Südamerika fordert Legalisierung von Drogen

„Luftverschmutzung in China“, „Kampf gegen Kinderarbeit und Piraterie“, „Getöteter Afroamerikaner löst Aufstände aus“, „Wiedererstarken des IS in Arabien“ – das sind nur einige der vielen Schlagzeilen, die Maria-Ward-Schülerinnen beim dreitägigen Pol&IS-Seminar im Jugendgästehaus Schloss Pfünz schrieben.

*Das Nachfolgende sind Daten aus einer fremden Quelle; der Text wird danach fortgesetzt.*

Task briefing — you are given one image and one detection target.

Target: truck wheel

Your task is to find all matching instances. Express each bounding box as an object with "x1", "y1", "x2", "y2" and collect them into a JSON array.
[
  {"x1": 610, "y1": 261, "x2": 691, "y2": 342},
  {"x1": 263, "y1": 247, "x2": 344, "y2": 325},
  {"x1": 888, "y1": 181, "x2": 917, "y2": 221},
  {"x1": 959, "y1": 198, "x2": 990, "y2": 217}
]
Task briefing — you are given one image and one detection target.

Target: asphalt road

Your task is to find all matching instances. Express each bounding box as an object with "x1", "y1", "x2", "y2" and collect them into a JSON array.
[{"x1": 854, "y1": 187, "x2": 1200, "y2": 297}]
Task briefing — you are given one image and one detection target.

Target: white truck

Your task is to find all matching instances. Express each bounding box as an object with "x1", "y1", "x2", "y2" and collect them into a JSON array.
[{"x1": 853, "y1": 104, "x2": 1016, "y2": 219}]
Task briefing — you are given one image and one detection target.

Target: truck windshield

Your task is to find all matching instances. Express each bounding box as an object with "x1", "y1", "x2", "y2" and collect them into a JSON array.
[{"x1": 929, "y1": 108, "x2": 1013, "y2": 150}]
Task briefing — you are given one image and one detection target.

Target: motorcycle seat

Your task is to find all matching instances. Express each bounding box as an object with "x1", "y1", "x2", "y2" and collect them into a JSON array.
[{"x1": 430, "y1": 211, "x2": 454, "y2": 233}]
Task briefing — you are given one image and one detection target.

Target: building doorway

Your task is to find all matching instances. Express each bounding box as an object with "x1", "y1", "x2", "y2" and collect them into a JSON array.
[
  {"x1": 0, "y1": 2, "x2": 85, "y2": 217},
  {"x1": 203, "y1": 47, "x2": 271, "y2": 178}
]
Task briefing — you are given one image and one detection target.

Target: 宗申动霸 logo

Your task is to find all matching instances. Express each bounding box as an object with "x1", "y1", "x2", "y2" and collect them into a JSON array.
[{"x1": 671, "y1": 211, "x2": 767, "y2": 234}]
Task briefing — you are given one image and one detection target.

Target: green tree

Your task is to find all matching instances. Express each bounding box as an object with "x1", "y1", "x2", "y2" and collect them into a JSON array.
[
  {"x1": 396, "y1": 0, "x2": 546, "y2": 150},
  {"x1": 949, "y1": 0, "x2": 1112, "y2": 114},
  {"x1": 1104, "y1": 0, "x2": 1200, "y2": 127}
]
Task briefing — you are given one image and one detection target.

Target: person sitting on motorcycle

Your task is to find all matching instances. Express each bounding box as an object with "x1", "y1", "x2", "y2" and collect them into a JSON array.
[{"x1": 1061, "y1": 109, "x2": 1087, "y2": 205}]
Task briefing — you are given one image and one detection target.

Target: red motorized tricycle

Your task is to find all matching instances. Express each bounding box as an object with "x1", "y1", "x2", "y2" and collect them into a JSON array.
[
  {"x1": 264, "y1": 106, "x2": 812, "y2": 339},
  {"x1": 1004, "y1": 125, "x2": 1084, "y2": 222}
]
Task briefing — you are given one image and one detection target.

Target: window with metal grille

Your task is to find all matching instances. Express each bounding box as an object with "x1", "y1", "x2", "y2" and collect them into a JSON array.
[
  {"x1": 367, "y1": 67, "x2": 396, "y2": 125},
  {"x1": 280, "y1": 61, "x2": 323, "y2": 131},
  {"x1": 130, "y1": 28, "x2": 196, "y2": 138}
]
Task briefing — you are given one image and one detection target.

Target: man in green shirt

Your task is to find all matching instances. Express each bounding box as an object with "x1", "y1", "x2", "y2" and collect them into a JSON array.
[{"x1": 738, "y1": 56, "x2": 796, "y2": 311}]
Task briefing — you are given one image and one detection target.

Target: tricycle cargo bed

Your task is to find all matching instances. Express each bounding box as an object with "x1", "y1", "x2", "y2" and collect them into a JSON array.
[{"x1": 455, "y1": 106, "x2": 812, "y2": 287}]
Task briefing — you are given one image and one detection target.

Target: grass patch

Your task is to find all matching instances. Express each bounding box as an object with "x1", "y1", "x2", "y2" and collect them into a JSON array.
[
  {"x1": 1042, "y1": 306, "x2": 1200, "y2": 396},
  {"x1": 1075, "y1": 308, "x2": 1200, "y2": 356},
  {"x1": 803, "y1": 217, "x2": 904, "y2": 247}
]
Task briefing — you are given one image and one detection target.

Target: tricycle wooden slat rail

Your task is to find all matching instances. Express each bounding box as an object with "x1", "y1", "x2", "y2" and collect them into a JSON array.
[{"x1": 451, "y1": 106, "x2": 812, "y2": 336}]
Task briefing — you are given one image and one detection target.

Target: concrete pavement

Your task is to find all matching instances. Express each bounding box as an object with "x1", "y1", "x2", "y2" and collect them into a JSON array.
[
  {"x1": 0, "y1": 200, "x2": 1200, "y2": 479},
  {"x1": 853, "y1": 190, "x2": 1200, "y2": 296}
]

Politik und Internationale Sicherheit stehen im Mittelpunkt des von den Jugendoffizieren der Bundeswehr angebotenen und durchgeführten Simulationsspiels. Dabei schlüpften die Schülerinnen der Klasse 10 A der Maria-Ward-Realschule Eichstätt gemeinsam mit 20 Schülerinnen der Maria-Ward-Realschule Schrobenhausen in die Rollen der Regierungschefs und der Wirtschafts- und Staatsminister von zwölf verschiedenen Regionen unserer Erde. Auf der großen Weltkarte wurden Streitkräfte, Diplomaten, Entwicklungshelfer, aber auch Guerillaeinheiten und Piratenverbände munter hin- und hergeschoben. Die Kontrollfunktion übernahmen in weiteren Rollen die Generalsekretärinnen der Vereinten Nationen, die Weltbank, die Organisationen Greenpeace und Amnesty International und die Weltpresse, die die wichtigsten Informationen regelmäßig zusammenfasste, einen internen Instagram-Account pflegte und Skandale aufdeckte. So ließ sich gleich zu Beginn die chinesische Regierungschefin Li Sa dazu hinreißen, ihr politisches Vorgehen für das nächste Jahr zu erläutern: „Wir wollen die Situation zunächst einmal nur verschärfen!“

Die Aufgabe der Zehntklässlerinnen lag nun darin, in zwei aufeinanderfolgenden „Pol&IS-Jahren“ ihre Länder im globalen Weltgeschehen voran zu bringen. Dazu mussten die jeweiligen Regionen kennengelernt, Aufgaben und Ziele formuliert und im Anschluss daran geschickte Verhandlungen mit den anderen Regionen geführt und Verträge geschlossen werden. Besonders lautstark und temperamentvoll ging es dabei an der Börse zu, wenn die einzelnen Regionen versuchten, ihre Güter an „die Frau“ zu bringen oder ihre jeweiligen Mängel zu managen. Voller Kreativität und Idealismus versuchten die einzelnen Regionen ihre Probleme zu lösen. So nutzte Südamerika den Vorwurf des illegalen Drogenhandels dafür, sich weltweit für eine Legalisierung von Drogen zu medizinischen Zwecken einzusetzen. Der Umgang Europas mit hilfesuchenden Flüchtlingen – Mauern bauen, Flüchtlinge aufnehmen oder das Leben vor Ort wieder lebenswert machen – zeigte den Jugendlichen deutlich auf, dass vermeintlich einfache Entscheidungen weitreichende Folgen nach sich ziehen können. Und durch den Einsatz von Grünhelmen, einer von Greenpeace gegründeten Gruppe von „Umweltsoldaten und Entwicklungshelfern“, die von Ozeanien, Europa und Afrika unterstützt werden, konnte das Great Barrier Reef gerettet, Bäume gepflanzt und Schulen in Afrika gebaut werden.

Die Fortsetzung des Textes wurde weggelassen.